However, the phase of the Time of Troubles, although it in principle opens up the possibility of breaking the spiral, has always until now ended in failure in Russian history. Its basic goal—the transformation of latent limitations on power into political limitations—has proved unattainable. The opposition, having just risen out of nothingness, and having by a miracle survived the total terror, has not been able to reconcile the hopes of the various elites of the country and the expectations of the masses. It suddenly turns out that the society which looked so simple and unified under the iron hand of the tyrant is in fact unbelievably complex. And each of its strata has its own interests, its own expectations, its secret dreams. The administrative-political elite, maddened by permanent "purges," thirsts for the stabilization of its position, and, in the final analysis, for the guaranteeing of its privileges to the point of aristocratic status. The reborn "third estate"—the economic elite, sickened by the irrational economic system of pseudodespotism, longs for independence and radical reforms. The intellectual elite yearns for liberalization—that is, the introduction of elementary civil rights and the reining-in of the censorship. The masses expect the standard of living to be raised. Sometimes a Russian, too, wants not only to drink but also to have a bite to eat, and even a shirt on his back.

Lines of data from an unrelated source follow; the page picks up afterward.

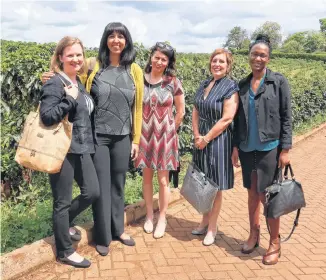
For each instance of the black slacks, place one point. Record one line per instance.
(111, 162)
(80, 168)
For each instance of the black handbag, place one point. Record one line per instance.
(198, 190)
(283, 197)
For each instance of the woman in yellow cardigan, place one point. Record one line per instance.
(116, 84)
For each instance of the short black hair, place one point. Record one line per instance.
(262, 39)
(128, 54)
(170, 68)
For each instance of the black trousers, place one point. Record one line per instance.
(111, 162)
(80, 168)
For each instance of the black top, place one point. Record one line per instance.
(55, 105)
(113, 91)
(273, 110)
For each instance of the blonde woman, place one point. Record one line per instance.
(56, 102)
(215, 106)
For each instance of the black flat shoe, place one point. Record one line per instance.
(76, 236)
(102, 250)
(84, 264)
(127, 242)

In other words, some people need "order" and stabilization, while others need changes and reform. How is all this to be combined? How is a strategy for reconciling the administration and the system to be worked out, when the system itself has suddenly demonstrated such irreconcilable contradictions? And without a strategy, how is it to be transformed? How are guarantees against the restoration of the an- cien regime to be worked out?

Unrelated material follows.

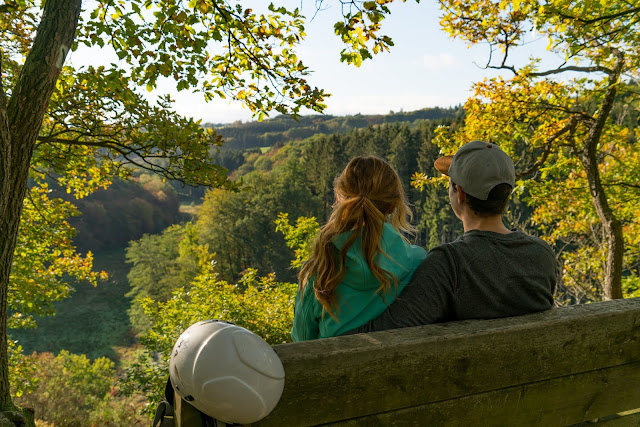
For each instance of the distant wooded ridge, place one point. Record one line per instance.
(281, 129)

But there has never been a strategy.
Whether we take Boris Godunov at the end of the sixteenth century, Vasilii Shuiskii at the beginning of the seventeenth century or Vasilii Golitsyn at the end of it, Dmitrii Golitsyn in the eighteenth century, Dmitrii Miliutin in the nineteenth, or Pavel Miliukov and Aleksandr Kerensky—or even Nikolai Bukharin and Nikita Khrushchev—in the twentieth century, we see the same picture everywhere. An enormous desire to correct the mistakes, to rehabilitate the victims of terror, and to restore justice; activism and energy in the introduction of reforms; a leap toward freedom; and sometimes even tactical inventiveness. But at the same time we see an enormous degree of political incompetence, entirely contradictory actions, and an inability to consider the mistakes of one's predecessors. In a word, we see a lack of preparation for the basic sociopolitical transformation of the country which amounts, one might say, to intellectual bankruptcy. Alas, the Russian reformers never relied on a competent social analysis of the society which they were attempting to transform, and never had any experience in setting up workable political coalitions, or any clear-cut idea of what could actually be accomplished, in what order, with the aid of what social forces and political blocs. Trying to formulate this, I would say that in hoping to reshuffle the cards and deal them again, the Russian reformers had not previously gone through the school of absolutism, which alone could have given them the necessary experience. But is this really so surprising? Can pseudodespo- tism actually serve as a school of political thinking? Can total censorship further the accumulation of social knowledge? Where was this experience, this knowledge, this thinking to be found in Rus'?
Here is the reason why this phase—the most vivid and dramatic, filled with heretical new ideas and plans, brilliant insights, and bitter mistakes—a phase which has sustained intellectual flights, given Russian literary geniuses, and raised whole generations of oppositionists, is followed by the longest, most colorless, dullest segment of the Russian cycle—what one might dub the "Brezhnevist" phase.